On the Power of Learning-Augmented Search Trees
Jingbang Chen, Xinyuan Cao, Alicia Stepin, Li Chen
TL;DR
The paper tackles designing learning-augmented search structures that adapt to arbitrary input distributions and temporal access patterns. It introduces composite Treap priorities, blending randomized and learned components to achieve $\mathbb{E}[\mathrm{depth}(x)] = O\big(\log_2(1/w_x)\big)$ and, with $w_x$ as item frequencies, static optimality; it extends these ideas to B-Trees via B-Treaps and to dynamic settings that realize the working-set bound. The work also provides robustness guarantees, showing prediction errors contribute additively through cross-entropy/KL-divergence measures, and demonstrates dynamic adaptability with changing priorities. Empirically, the proposed structures outperform traditional BSTs and prior learned-index approaches across Zipfian, adversarial, and uniform distributions, including scenarios with imperfect predictions, highlighting practical impact for adaptive indexing and external-memory data structures.
Abstract
We study learning-augmented binary search trees (BSTs) via Treaps with carefully designed priorities.
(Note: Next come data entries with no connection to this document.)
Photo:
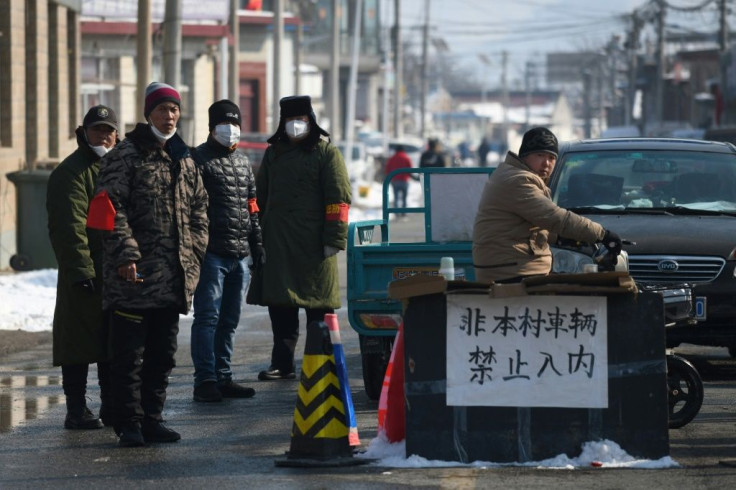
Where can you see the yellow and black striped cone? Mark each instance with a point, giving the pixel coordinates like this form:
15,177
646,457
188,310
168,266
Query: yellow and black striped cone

The result is a simple search tree in which the depth of each item $x$ is determined by its predicted weight $w_x$. Specifically, each item $x$ is assigned a composite priority of $-\lfloor\log\log(1/w_x)\rfloor + U(0, 1)$ where $U(0, 1)$ is the uniform random variable. By choosing $w_x$ as the relative frequency of $x$, the resulting search trees achieve static optimality. This approach generalizes the recent learning-augmented BSTs [Lin-Luo-Woodruff ICML '22], which only work for Zipfian distributions, by extending them to arbitrary input distributions. Furthermore, we demonstrate that our method can be generalized to a B-Tree data structure using the B-Treap approach [Golovin ICALP '09]. Our search trees are also capable of leveraging localities in the access sequence through online self-reorganization, thereby achieving the working-set property. Additionally, they are robust to prediction errors and support dynamic operations, such as insertions, deletions, and prediction updates. We complement our analysis with an empirical study, demonstrating that our method outperforms prior work and classic data structures.